Sevgi Hanım sesini çıkartmadı. Salih Bey'in beş dakika sonra sinirinin geçeceğini sonra gönlünü almak için gün boyu uğraşacağını biliyordu. Yine de lavaboda ağladığı kızarmış gözlerinden anlaşılıyordu. Camı sildikten sonra Salih Bey kontrol etti ve Sevgi Hanım'ın tahmin ettiği cümleyi kurdu.
-Aferin kızım, bizim oğlanı ara da 6 tane poğaça alıp geliversin, yoruldun sabah sabah. Sana zahmet bir de çay koyuver.
İyi adamdı Salih Bey, ellilerinin ortasındaki her erkek gibi asabiydi yalnızca. Hayatın sabrını yeterince sınadığını düşünüyordu. Bu yüzden eyvallahı yoktu kimseye ama bir ayağının çukurda olduğunu biliyor, giderayak etrafındaki kimsenin kalbini kırmak istemiyordu. Hem varı yoğu bu butikti, üç çocuk büyütmüştü ekmek teknesiyle, kolay mıydı? Öğlen yemeğini yerken acaba Deli Nevhiz'e çok mu sert vurdum diye vicdan muhasebesi yaptığı gözlerinin üzerinde dolaşan gölgelerden belli oluyordu ama nihayetinde çakmak çakmak yanıyordu suratının ortasındaki iki parlak küre, o vakit anlıyordunuz kendi kendine hak verdiğini.
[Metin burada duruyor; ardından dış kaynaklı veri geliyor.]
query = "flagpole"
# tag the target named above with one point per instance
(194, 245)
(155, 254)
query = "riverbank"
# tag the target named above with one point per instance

O gün doğru dürüst iş olmadı. Akşam dükkânı kapatmak istemedi Salih Bey. Bir ara butikte uyumayı düşündü. Sokağı boylu boyunca iki defa yürüdü. Sonunda abartıyorum canım, o dayaktan sonra mahalleyi bırak şehri terk etmiştir Nevhiz delisi, daha da uğramaz buralara deyip kendini rahatlatarak evinin yolunu tuttu.
İnsanlar konu kendilerini kandırmak olduğunda oskarlık bir performans sergilerler her zaman. Salih Bey'in oyunculukla tek ilgisi, evde uyuklarken baktığı televizyon dizileri olsa da bu tanıma tıpatıp uyuyordu ne yazık ki. Çünkü Nevhiz bir fatihin kararlı adımlarıyla şehre geri dönmüştü. Vitrinin tam önünde durdu. Burnundan akan kan ve sümük ağzına, oradan da boynuna kadar inmiş ve kurumuştu ama onun için hiçbir şey benim kumaşımın kırmızısı kadar kırmızı değildi. Güneşin altında her gün biraz daha solmam canını sıkıyordu yalnızca, biliyordum. Hapseden bakışları bende Stockholm Sendromu'na neden olmuştu. Nevhiz'i anlamakla kalmıyor, ona hak da veriyordum. Belki de beni kaçırmalıydı, bu monoton hayattan kurtarmalıydı beni.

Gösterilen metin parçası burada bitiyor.